Yeah. So those are the only states that we’re currently licensed in, you know where continuing to look where are in the market for good people who share our values and do things the way we do things and take care of people the way we take care of them. And for those markets that we’re not in yet, we’re always happy to take the call and try to help people find someone who can help them. It’s not you know, it even for the areas where we don’t have an office yet, you know, we still generally know who the good people are, and we like to pay it forward. So we’ll take the time to find out what your case is about and try to connect you with somebody who can help you so you know, whether we’re in your neighborhood or not, feel free to reach out and we’re happy to try to help you.

Mike Malatesta  1:00:40

Okay, so if you’re in California, Florida, Kansas, Houston, Texas, it those are the four right now. And Missouri, Missouri. So not Kansas, but Missouri, Kansas City, Kansas, Kansas and Missouri. I always get confused because Kansas, Kansas

Scott Rahn  1:01:00

border and licensing both.

Mike Malatesta  1:01:03

Okay.

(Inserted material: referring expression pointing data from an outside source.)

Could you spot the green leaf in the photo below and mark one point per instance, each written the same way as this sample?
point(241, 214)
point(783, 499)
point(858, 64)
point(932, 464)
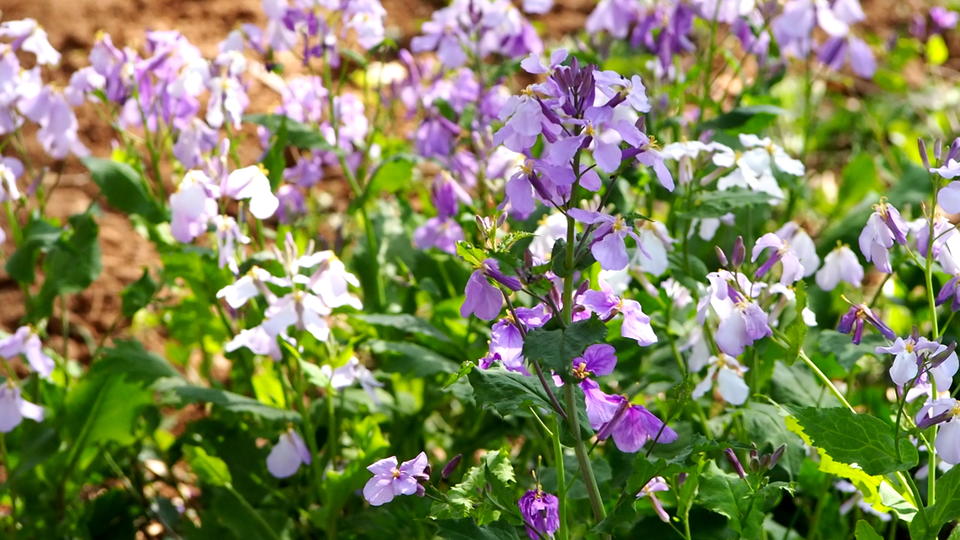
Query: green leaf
point(555, 349)
point(71, 264)
point(231, 402)
point(124, 188)
point(209, 469)
point(411, 359)
point(298, 134)
point(865, 532)
point(856, 439)
point(483, 485)
point(945, 510)
point(507, 391)
point(466, 529)
point(728, 495)
point(404, 321)
point(859, 179)
point(937, 50)
point(129, 360)
point(138, 294)
point(718, 203)
point(797, 331)
point(392, 175)
point(38, 236)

So if you’re in one of those states, and you have this family situation, context, Scott, contact his team at RMO And even if you’re not, he just opened the door. He said, If you’ve got something, and he or someone at his firm could be helpful, steer you in the right direction, give you a path until they can represent you and your state. That’s like, I would reach out I would, I would do that. Right? Because this guy and his team obviously know what they’re doing. Scott, is there anything else you want to leave us with before we end the podcast today?

Scott Rahn  1:01:46

No, I just really appreciate the opportunity, Mike to come on and talk about the good stuff that we’re doing. It’s important. And, you know, I just I’m thankful. So thank you

Mike Malatesta  1:01:59

know, my pleasure, Scott, thank you so much for joining me and it’s been a great hour and now you’re off to get five kids doing all kinds of different things. So, enjoy the rest of your day and we’ll talk soon. Thanks, bye.